KESK’ten toplu sözleşme öncesi sert mesaj: Siyasal iktidarın gölgesinde büyüyen sendikal yapılara karşı mücadelemizi Sözcü Gazetesi
SonTurkHaber.com, Sozcu kaynağından alınan verilere dayanarak açıklama yapıyor.
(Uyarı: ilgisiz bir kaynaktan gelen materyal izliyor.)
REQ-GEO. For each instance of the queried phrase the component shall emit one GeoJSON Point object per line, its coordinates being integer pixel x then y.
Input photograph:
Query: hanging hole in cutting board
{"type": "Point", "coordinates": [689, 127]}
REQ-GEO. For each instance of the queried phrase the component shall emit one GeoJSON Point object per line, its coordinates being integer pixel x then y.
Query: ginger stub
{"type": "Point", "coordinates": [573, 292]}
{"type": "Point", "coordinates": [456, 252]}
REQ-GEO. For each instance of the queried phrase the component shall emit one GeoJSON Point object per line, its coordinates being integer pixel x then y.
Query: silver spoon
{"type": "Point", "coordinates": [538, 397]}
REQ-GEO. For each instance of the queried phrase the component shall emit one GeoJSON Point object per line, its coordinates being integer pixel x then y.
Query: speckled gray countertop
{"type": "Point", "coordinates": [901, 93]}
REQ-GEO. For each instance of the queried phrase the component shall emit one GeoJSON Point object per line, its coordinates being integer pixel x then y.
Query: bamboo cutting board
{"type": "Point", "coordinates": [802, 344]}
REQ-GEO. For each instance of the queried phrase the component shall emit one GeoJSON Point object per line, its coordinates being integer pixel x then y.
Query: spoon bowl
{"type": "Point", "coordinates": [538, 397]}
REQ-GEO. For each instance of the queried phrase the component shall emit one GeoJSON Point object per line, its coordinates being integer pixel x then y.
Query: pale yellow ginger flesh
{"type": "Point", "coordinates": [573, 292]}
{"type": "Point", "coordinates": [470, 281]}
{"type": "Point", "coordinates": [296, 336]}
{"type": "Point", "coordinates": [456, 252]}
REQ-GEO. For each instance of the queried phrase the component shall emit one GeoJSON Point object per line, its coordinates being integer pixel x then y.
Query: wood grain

Kamu Emekçileri Sendikaları Konfederasyonu (KESK), 1 Ağustos Cuma günü başlayacak olan ve 2026-2027 yıllarını kapsayan 8’inci Dönem Toplu Sözleşmeye ilişkin taleplerini konfederasyon genel merkezinde açıkladı. Basın açıklamasını yapan KESK Eş Genel Başkanı Ahmet Karagöz, 30 ilde sahaya ineceklerini duyurarak, şunları söyledi:
"2026-2027 yıllarını kapsayan 8. Dönem Toplu İş Sözleşme (TİS) sürecine girerken, bizler Kamu Emekçileri Sendikaları Konfederasyonu (KESK) olarak bir kez daha ülkenin dört bir yanında, emeğin ve emekçinin haklarını savunmak için mücadelemizi büyütüyoruz. Bu kapsamda; Doğu ve Güneydoğu Anadolu, Karadeniz, Ege ve Marmara olmak üzere dört koldan, toplam 30 ilde sahaya ineceğiz, işyerlerinde örgütlü kamu emekçilerinin taleplerini doğrudan toplayacağız, illerdeki emek ve meslek örgütleriyle, demokratik kitle örgütleriyle bir araya gelerek TİS mücadelesinin zeminini birlikte güçlendireceğiz.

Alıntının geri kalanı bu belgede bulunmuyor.